Guidelines for RP-HPLC Purification of Oligonucleotides are found below, or can be downloaded as a pdf.
The following protocol should be followed for the preparation of oligonucleotides prior to submission for analysis using the Mass Spectrometry Facility Biological Service run by Elisabete Pires. Please submit samples with a completed sample submission form.
The Tom Brown group are experienced in using this protocol for oligonucleotides sample preparation and have kindly offered their assistance and use of their equipment if required. Please contact Dr Afaf El-Sagheer.
If you have any further questions or queries regarding how to complete this protocol please contact Elisabete Pires.
Protocol
Oligonucleotides which have been purchased in a purified form or have already been purified by RP-HPLC can be submitted directly for analysis.
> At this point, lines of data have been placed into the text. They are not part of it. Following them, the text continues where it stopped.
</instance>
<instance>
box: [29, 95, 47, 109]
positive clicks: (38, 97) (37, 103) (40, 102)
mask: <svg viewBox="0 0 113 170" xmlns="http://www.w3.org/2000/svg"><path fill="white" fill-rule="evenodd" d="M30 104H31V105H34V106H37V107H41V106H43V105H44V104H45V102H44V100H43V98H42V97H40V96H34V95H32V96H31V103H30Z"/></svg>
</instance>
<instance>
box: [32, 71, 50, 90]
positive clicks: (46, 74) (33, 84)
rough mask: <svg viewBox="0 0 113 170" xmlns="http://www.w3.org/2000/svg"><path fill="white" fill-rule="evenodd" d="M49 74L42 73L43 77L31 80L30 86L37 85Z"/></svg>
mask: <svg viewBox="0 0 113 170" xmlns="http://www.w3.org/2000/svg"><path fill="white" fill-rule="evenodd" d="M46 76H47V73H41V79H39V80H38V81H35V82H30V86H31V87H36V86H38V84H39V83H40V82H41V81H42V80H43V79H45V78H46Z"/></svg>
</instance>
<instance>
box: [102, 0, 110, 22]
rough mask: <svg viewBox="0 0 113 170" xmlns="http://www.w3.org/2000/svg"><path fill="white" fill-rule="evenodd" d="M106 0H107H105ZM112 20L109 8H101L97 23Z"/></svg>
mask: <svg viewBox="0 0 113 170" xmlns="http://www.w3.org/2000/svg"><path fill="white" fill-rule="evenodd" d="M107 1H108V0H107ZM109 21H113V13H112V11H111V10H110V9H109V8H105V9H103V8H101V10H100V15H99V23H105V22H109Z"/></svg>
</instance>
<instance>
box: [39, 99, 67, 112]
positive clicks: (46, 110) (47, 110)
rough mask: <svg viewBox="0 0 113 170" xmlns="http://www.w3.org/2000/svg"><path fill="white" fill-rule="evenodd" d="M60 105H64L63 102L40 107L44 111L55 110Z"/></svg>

All other oligonucleotides, including those which have been used in a reaction sequence, or have been modified chemically, MUST be RP-HPLC purified before submission as described below.
Purification
RP-HPLC purification: Oligonucleotides must be dissolved in water and/or desalted to remove buffer/small molecule contaminants. This also ensures the pH of the sample is above 4 and below 8 (required column pH tolerances). Samples should then be injected (max. 1.2 mL) on a Gilson HPLC system with ACE 10 C8 column (250 mm x 10 mm, i.d.; ACE-132-2510) or equivalent system with a gradient of acetonitrile in triethylammonium bicarbonate buffer (0 to 50% acetonitrile over 20 min, flow rate 4 mL/min). The elution buffer should be: buffer A (0.1 M triethylammonium bicarbonate, pH 7.5), buffer B (0.1 M triethylammonium bicarbonate, pH 7.5, mixed with 50% acetonitrile). The gradient must be decided based on the oligonucleotide and the modifications used with higher buffer B acetonitrile percentages used when necessary for more hydrophobic modifications.
The detection wavelength for the oligonucleotides varies from 260 to 298 nm depending upon the oligonucleotide amount. The precise wavelength can be determined by taking a full absorbance spectrum of the diluted sample, correcting the absorbance for dilution and determining the wavelength at which the absorbance is ~1.
The desired fractions from HPLC should be freeze-dried and re-suspended in water.
For other HPLC buffers, such as TEAA (triethyl ammonium acetate) or AA (ammonium acetate), the desired HPLC fraction MUST be desalted using a NAP column (GE healthcare) or spin column before submitting it for analysis.
Sample Preparation
Samples should be dissolved in water, and 20 ul of a 20 uM solution provided. This volume requires inset vials (e.g. Thermo Scientific C4000-11). Thermo Scientific C5000-54A lids should be used. The injection volume will be 1-2 uL.